Catullo chiuso, si consola con i numeri del 2019: +5,2% di passeggeri

Approvato il bilancio d'esercizio 2019 e diffusi di dati del traffico fatto registrare dall'aeroporto di Verona l'anno scorsi: i viaggiatori gestiti sono stati 3.638.088

Foto di repertorio

L'assemblea degli azionisti di Catullo spa, la società che gestisce gli aeroporti di Verona e Brescia, ha approvato il bilancio d'esercizio 2019, che registra valori in significativa crescita rispetto all'anno precedente. I ricavi totali a livello consolidato sono pari a 50,9 milioni di euro, con un incremento di 4,1 milioni (+9%) rispetto all'esercizio precedente, grazie principalmente all’aumento del traffico. E l'utile netto di gruppo risulta pari a 2,4 milioni di euro, in crescita di 9 milioni di euro rispetto al risultato 2018.

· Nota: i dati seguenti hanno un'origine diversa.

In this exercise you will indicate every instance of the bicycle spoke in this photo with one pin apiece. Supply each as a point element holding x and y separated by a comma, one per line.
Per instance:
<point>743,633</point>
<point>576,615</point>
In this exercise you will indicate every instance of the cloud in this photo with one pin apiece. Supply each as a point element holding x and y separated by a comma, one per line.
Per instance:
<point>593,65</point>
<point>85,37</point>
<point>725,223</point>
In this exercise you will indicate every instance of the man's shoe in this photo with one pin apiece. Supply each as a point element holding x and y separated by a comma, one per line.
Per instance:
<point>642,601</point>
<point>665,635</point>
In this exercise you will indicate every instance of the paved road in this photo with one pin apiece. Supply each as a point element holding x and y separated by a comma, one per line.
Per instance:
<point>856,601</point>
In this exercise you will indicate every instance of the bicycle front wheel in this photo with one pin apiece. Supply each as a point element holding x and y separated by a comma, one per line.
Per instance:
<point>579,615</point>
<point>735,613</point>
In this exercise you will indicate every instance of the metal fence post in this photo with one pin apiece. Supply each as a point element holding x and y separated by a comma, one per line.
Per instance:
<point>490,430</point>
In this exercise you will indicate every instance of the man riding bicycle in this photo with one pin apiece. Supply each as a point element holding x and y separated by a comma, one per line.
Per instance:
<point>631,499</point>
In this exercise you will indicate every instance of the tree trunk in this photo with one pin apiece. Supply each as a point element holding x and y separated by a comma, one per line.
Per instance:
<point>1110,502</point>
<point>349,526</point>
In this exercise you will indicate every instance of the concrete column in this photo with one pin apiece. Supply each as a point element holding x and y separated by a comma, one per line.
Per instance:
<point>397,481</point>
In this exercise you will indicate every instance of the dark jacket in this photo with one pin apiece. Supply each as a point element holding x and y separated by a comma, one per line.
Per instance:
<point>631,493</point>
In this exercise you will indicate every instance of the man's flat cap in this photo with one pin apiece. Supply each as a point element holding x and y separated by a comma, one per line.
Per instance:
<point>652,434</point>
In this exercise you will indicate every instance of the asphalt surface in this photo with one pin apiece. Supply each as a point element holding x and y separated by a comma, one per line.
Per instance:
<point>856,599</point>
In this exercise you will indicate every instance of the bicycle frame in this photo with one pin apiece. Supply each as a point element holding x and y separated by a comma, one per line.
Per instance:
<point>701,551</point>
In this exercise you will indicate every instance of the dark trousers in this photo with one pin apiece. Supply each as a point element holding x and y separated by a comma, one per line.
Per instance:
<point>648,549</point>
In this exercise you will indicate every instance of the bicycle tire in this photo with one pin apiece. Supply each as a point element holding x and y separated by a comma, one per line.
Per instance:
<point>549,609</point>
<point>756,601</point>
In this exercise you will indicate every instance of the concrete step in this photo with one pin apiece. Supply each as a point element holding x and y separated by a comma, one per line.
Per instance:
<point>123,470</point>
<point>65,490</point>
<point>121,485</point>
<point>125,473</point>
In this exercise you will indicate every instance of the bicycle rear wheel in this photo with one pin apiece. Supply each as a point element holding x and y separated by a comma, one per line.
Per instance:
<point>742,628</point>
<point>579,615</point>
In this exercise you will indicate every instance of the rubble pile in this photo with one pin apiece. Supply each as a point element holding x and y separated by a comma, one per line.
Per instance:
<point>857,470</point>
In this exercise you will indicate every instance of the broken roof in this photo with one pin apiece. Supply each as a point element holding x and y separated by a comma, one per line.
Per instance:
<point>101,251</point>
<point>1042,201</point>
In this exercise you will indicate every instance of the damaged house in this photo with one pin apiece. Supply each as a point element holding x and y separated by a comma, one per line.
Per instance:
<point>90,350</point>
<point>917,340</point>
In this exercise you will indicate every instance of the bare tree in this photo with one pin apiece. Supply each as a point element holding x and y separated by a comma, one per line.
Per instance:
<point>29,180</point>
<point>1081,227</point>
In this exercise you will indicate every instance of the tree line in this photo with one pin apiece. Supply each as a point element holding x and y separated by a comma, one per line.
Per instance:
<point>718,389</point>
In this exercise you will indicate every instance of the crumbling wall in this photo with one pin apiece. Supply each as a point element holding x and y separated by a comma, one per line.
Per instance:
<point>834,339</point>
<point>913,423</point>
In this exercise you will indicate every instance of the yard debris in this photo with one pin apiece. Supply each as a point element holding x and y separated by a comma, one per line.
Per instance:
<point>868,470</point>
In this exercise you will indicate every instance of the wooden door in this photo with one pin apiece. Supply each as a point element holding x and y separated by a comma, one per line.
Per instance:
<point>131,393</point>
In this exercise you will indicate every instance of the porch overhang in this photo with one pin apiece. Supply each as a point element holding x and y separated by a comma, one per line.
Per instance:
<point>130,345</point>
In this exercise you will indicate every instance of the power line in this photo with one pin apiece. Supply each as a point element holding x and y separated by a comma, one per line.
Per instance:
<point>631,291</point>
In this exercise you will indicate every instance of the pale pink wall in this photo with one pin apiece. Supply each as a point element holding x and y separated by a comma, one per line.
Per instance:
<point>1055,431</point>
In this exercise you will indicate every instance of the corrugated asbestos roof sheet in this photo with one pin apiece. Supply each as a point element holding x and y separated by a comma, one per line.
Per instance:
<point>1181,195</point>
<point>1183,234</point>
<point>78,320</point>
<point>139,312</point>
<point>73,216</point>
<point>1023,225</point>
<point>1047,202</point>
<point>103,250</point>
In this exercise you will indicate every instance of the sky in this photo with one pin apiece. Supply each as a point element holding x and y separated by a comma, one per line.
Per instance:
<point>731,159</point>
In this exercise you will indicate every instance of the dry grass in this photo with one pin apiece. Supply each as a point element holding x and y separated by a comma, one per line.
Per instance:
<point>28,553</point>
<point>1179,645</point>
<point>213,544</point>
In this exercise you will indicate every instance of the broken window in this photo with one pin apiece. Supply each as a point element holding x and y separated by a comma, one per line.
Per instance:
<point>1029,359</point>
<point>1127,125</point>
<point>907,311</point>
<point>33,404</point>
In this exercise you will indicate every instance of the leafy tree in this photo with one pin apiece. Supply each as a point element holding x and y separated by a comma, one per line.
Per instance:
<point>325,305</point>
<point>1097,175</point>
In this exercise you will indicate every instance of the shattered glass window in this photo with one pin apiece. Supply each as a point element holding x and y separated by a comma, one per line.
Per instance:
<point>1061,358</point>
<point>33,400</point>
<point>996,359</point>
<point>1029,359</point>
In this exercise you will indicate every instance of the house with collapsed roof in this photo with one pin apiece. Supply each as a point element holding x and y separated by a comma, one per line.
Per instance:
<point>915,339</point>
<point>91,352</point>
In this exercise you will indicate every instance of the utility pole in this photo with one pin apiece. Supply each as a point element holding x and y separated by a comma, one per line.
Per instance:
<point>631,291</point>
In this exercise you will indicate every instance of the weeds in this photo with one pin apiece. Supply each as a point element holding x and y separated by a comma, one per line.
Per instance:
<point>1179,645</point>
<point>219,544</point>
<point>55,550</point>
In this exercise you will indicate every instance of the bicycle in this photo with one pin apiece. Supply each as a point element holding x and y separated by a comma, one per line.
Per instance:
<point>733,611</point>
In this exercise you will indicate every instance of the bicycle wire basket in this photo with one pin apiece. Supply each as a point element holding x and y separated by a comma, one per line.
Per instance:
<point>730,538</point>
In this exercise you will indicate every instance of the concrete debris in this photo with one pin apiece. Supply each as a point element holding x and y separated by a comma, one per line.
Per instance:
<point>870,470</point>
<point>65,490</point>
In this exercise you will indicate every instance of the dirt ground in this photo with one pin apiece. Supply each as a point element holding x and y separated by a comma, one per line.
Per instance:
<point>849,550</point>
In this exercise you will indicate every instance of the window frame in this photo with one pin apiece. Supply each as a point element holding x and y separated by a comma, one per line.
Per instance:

Oltre ai dati sul bilancio, Catullo spa ha diffuso anche quelli del traffico fatto registrare dall'aeroporto di Verona nel 2019. Lo scalo ha gestito 3.638.088 di passeggeri, registrando un incremento del + 5,2%, incremento superiore alla media nazionale che è stata del +4%. L'offerta posti è aumentata del 3,6% rispetto al 2018. L'anno scorso ha confermato la vocazione internazionale dello scalo, con 2,3 milioni di passeggeri che hanno volato da e per destinazioni internazionali, in crescita del 3% rispetto all’anno precedente. La componente nazionale, con 1,3 milioni di passeggeri, è cresciuta del 10%.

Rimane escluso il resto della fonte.